Indian film and television actor (born 1979)

Yogesh Tripathi is an Indian actor best known for playing Happu Singh in the sitcom Bhabiji Ghar Par Hain! and in its spin-off, Happu Ki Ultan Paltan, where he plays the lead role. The former ranks among the longest running Indian comedy sitcoms.

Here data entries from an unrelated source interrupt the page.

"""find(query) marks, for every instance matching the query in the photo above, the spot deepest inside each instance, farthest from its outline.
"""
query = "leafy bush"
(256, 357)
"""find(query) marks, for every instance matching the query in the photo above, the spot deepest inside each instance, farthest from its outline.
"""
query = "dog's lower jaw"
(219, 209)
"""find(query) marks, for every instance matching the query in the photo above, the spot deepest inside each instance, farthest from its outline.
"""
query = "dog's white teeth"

==Early and personal life==
He initially struggled in the industry, taking on small roles in theater and television commercials. His big break came when he was cast as Daroga Happu Singh in Bhabiji Ghar Par Hain!, and later starred in the spin-off Happu Ki Ultan Paltan, which made him a household name.

==Career==
Tripathi’s acting career took off with TV shows like F.I.R. (2008–2009) and Chidiya Ghar. He gained widespread recognition with Bhabiji Ghar Par Hain! (2015–present) and later starred in its spin-off series, Happu Ki Ultan Paltan (2019–present). Tripathi made his Bollywood debut in the 2009 Paa (2009), then appearing in films like Admission Open (2010), and Bulbul (2017).

==Filmography==
===Films===

| Year | Title | Role | Other notes |
|---|---|---|---|
| 2009 | Paa |  |  |
| 2012 | 1920: Evil Returns | Chand |  |
| 2017 | Bulbul | Guruji | short |
| 2010 | Admissions Open... Do What You Are Born For... | Ramu |  |
| 2021 | Soch-Alay |  | short |
| 2023 | Hisaab Barabar | Kumar |  |
| 2026 | Bhabiji Ghar Par Hain! Fun On The Run | Happu Singh |  |

===Television===

| Year | Show | Role | Notes |
| 2006–2015 | FIR | Various roles |  |
| 2010–2011 | Ring Wrong Ring |  |  |
| 2009–2014 | Lapataganj | Lovely Singh |  |
| 2015 | Peterson Hill |  |  |
| 2015–2016 | Sahib Biwi Aur Boss |  |  |
| 2018–2019 | Jijaji Chhat Per Hain | Chotte |  |
| 2015–2025 | Bhabiji Ghar Par Hain! | Happu Singh |  |
| 2019–2026 | Happu Ki Ultan Paltan | Lead role |

==Awards and recognition==
Tripathi won the Indian Television Academy Award for Best Actor in a Supporting Role (2019) and the Indian Telly Awards for Best Actor in a Comic Role (Male) - Jury (2019) for his performance in Bhabiji Ghar Par Hain!.